Habana Labs has emerged onto the machine-learning (ML) stage with its Goya HL-1000 processor (Fig. 1). The x16 PCI Express Gen 4 board has a 200-W TDP and comes with 16 GB of DDR4 ECC DRAM. It’s aimed at ML inference chores with a forthcoming Gaudi processor targeting ML training. In the meantime, Goya can take advantage of trained deep-neural-network (DNN) models to handle inference.
1. Habana Labs’ Goya HL-1000 is based on a VLIW SIMD vector core with Tensor addressing support.
The HL-1000 is designed to manage high-throughput chores with low latency (Fig. 2). Its performance scales well, handling thousands of images per second for standard ML test applications such as ResNet-50. It can process this model at over 15,000 images/s with a 1.3-ms latency while dissipating only 100 W of power. Typical latency in the industry at this point sits at around 7 ms. Keeping power requirements low in an enterprise setting with many boards is critical to minimizing overall system costs. Habana delivers passive as well as active cooled models.
2. The Goya’s performance and low latency are impressive.
The architecture is based on a Tensor Processing Core (TPC) that’s fully programmable in C and C++ using an LLVM-based compiler. The HL-1000 processor is built on a cluster of eight TPCs (Fig. 3). As with most ML systems, the processor includes hardware general-matrix-multiply (GEMM) acceleration. There are special functions in dedicated hardware along with Tensor addressing and latency hiding support.
3. Multiple, fully programmable Habana Tensor Processing Cores populate the Goya HL-1000.

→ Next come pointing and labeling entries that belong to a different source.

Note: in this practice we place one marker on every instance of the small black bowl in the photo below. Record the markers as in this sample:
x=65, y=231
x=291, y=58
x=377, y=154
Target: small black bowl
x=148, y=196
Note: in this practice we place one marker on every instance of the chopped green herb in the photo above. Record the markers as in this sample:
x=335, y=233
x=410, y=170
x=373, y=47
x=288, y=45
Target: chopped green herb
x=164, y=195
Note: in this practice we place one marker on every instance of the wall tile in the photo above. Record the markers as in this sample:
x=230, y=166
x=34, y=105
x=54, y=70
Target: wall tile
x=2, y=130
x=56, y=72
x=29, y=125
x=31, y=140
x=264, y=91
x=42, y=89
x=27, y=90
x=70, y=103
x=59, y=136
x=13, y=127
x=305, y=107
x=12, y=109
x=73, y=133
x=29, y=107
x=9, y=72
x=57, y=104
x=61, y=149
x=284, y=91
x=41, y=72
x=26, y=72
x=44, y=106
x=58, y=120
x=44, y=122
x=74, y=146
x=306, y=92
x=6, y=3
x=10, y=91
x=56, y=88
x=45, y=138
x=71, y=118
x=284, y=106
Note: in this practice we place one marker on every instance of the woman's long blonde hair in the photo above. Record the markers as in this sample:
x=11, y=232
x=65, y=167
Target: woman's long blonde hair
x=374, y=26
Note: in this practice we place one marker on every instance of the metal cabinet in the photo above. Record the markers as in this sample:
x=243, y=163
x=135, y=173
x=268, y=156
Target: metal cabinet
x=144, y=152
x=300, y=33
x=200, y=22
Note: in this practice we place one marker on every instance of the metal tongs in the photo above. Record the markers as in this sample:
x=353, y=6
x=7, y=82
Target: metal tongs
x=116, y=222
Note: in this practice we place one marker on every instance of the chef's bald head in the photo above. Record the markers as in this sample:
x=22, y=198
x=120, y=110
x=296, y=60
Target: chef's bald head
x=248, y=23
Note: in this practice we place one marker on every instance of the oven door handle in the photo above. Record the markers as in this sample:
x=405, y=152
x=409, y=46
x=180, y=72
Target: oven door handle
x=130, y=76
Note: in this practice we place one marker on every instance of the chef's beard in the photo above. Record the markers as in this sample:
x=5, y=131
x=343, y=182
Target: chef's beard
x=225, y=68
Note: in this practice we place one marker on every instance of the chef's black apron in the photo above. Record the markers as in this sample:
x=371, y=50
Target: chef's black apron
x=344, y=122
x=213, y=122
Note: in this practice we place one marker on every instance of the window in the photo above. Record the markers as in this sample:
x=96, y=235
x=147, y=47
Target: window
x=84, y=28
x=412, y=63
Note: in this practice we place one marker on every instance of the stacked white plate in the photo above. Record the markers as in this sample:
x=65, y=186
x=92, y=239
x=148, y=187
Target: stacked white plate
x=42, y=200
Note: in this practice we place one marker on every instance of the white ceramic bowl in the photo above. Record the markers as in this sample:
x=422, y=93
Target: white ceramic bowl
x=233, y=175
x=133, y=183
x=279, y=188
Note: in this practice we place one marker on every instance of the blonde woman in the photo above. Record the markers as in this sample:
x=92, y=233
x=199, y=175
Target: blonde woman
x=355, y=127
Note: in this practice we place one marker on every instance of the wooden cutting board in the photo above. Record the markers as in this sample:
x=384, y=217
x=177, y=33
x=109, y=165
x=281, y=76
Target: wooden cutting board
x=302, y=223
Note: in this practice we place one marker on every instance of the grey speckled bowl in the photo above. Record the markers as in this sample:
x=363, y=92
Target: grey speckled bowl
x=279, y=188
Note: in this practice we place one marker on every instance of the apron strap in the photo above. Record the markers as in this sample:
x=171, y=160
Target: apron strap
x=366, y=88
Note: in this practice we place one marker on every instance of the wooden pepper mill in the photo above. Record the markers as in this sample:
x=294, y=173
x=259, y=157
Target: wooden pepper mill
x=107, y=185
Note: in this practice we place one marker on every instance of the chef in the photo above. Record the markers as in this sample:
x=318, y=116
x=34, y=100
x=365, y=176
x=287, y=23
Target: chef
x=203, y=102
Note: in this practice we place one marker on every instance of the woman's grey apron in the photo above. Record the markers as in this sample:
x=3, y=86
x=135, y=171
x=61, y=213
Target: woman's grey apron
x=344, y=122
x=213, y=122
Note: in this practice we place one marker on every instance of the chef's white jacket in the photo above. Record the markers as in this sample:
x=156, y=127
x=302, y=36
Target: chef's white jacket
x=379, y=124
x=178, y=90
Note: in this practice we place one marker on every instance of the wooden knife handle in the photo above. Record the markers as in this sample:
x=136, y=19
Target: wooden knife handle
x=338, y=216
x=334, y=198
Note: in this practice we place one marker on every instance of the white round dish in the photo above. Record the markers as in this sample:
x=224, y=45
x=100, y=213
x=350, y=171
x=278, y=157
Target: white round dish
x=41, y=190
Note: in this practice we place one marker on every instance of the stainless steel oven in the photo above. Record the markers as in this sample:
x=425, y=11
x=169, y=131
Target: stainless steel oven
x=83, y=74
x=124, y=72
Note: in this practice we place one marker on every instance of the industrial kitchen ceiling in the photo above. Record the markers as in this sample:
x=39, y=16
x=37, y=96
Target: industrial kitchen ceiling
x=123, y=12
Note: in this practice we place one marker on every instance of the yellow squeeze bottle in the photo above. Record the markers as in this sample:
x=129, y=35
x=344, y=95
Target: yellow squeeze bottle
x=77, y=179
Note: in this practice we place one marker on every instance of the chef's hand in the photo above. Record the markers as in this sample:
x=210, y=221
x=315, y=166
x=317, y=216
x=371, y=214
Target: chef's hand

The system exploits on-die memory that’s managed by software along with centralized, programmable DMAs to deliver predictable, low-latency operation. Although targeted at TensorFlow applications, it works equally well with other framework models. The TPC handles 8-, 16- and 32-bit integers as well as 32-bit floating point.
Habana’s SynapseAI software transforms standard AI models to applications that run on the HL-1000 (Fig. 4). The tools can import models from MXNet, Caffe 2, Microsoft Cognitive Toolkit, PyTorch, and Open Neural Network Exchange Format (ONNX). It can also utilize user-supplied libraries; a Python-based front end helps automate system operation. The SynapseAI runtime manages resources on the processor. IDE support includes a debugger and simulator. Among its tools are real-time tracing and performance analysis that can be graphically presented.
4. Habana’s SynapseAI software transforms standard AI models to applications that run on the HL-1000.
Habana will have lots of competition in this space. Thus, its high performance, lower power, and low-latency characteristics will be key factors in staying ahead of the pack.